#1
- You have good intentions. I like the way you laugh and your facial expressions are priceless. You are an odd child; you remind me of me when I was younger. But what’s inside of that heart? I want to explore inside the abyss and find what makes you tick, what makes you genuinely happy, what makes you cry, what makes you angry. Because right now I see your heart as a dark void, a lifeless, dull thing in your body, beating by machine. I want to know what’s in that brilliant little mind of yours, because I want to see the things you can’t see from just looking at you.
- I wonder if you are really as beautiful as I think you are now. You’re wonderful but you let things slip. Negative things. Now that you are closer to me it’s obvious you lie to me; little white lies that come out like brief sighs. I wonder if this is real friendship, trusting me that I’ll believe your lies. Some fucked up friendship.
- When you are gone I don’t know what I’ll do. I tell myself not to think about it, but what am I going to do? Your days with me are coming to an end. Who will I go to when I’m crying? I won’t get to snuggle with you. You bring such joy to my life that I don’t have with anybody else. Something about you makes my heart ache with happiness and a certain sadness I can’t explain… You are my personal hero. I don’t know what I’ll do.
- What do you think of me? I’m tired of your judgments. I hope you make up your mind, because you and I would make a good team <3.

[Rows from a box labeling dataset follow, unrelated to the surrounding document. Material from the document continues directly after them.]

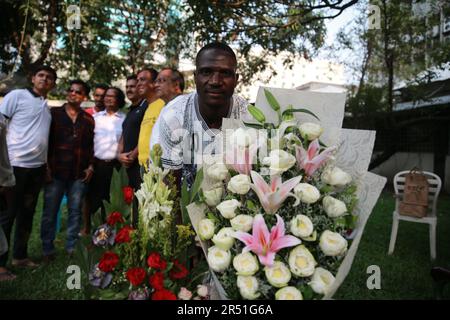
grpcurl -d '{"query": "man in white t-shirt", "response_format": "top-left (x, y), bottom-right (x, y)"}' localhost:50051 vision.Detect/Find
top-left (0, 66), bottom-right (56, 281)
top-left (150, 68), bottom-right (184, 150)
top-left (159, 43), bottom-right (248, 186)
top-left (83, 87), bottom-right (126, 234)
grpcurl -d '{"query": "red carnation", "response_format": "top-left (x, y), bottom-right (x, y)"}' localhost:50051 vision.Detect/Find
top-left (152, 289), bottom-right (177, 300)
top-left (115, 226), bottom-right (134, 243)
top-left (122, 186), bottom-right (134, 205)
top-left (98, 251), bottom-right (119, 272)
top-left (149, 272), bottom-right (164, 290)
top-left (106, 211), bottom-right (124, 226)
top-left (126, 268), bottom-right (147, 287)
top-left (169, 260), bottom-right (189, 280)
top-left (147, 252), bottom-right (167, 270)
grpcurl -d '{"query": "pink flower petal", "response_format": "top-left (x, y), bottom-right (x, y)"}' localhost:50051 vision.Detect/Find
top-left (270, 214), bottom-right (285, 243)
top-left (253, 214), bottom-right (270, 247)
top-left (270, 175), bottom-right (281, 192)
top-left (251, 171), bottom-right (271, 193)
top-left (258, 251), bottom-right (275, 267)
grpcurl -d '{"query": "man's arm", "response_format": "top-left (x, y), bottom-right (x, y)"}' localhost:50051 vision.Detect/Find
top-left (0, 90), bottom-right (19, 119)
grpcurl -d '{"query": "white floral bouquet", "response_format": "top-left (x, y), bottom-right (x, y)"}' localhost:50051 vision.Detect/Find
top-left (188, 86), bottom-right (385, 300)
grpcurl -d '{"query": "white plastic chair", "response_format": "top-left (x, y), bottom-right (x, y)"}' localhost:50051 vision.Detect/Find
top-left (389, 171), bottom-right (442, 260)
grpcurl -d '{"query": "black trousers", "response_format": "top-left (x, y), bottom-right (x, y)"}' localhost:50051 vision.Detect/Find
top-left (86, 159), bottom-right (120, 220)
top-left (127, 161), bottom-right (142, 227)
top-left (0, 166), bottom-right (45, 267)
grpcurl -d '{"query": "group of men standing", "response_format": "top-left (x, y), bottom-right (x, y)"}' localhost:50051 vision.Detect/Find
top-left (0, 43), bottom-right (247, 281)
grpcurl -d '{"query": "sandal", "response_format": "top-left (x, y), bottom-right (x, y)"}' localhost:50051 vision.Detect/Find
top-left (0, 271), bottom-right (17, 282)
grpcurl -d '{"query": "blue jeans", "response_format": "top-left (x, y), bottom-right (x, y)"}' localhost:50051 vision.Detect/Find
top-left (41, 179), bottom-right (86, 255)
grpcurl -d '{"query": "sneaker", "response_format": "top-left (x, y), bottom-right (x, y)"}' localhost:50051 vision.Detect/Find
top-left (11, 258), bottom-right (39, 268)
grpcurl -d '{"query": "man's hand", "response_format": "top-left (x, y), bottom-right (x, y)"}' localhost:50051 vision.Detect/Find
top-left (117, 151), bottom-right (134, 168)
top-left (81, 167), bottom-right (94, 183)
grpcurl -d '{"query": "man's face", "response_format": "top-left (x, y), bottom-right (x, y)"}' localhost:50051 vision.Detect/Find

I feel like I don’t laugh the way I used to. I don’t know what I laugh at anymore. Some days I feel like I’m incapable of making any form of communication because I’m so paralyzed in my own thoughts. Because I
want to be left alone. But other times, I need company. I need it so much it hurts; so badly I want to be held in someones arms; so badly I want to genuinely smile. I feel like I need to force myself to be all of these things when frankly all it’s doing is making me feel worse. I want to meet someone who will just sit with me and we would both hold hands and not say a word, acknowledge each other’s presence and enjoy the silence.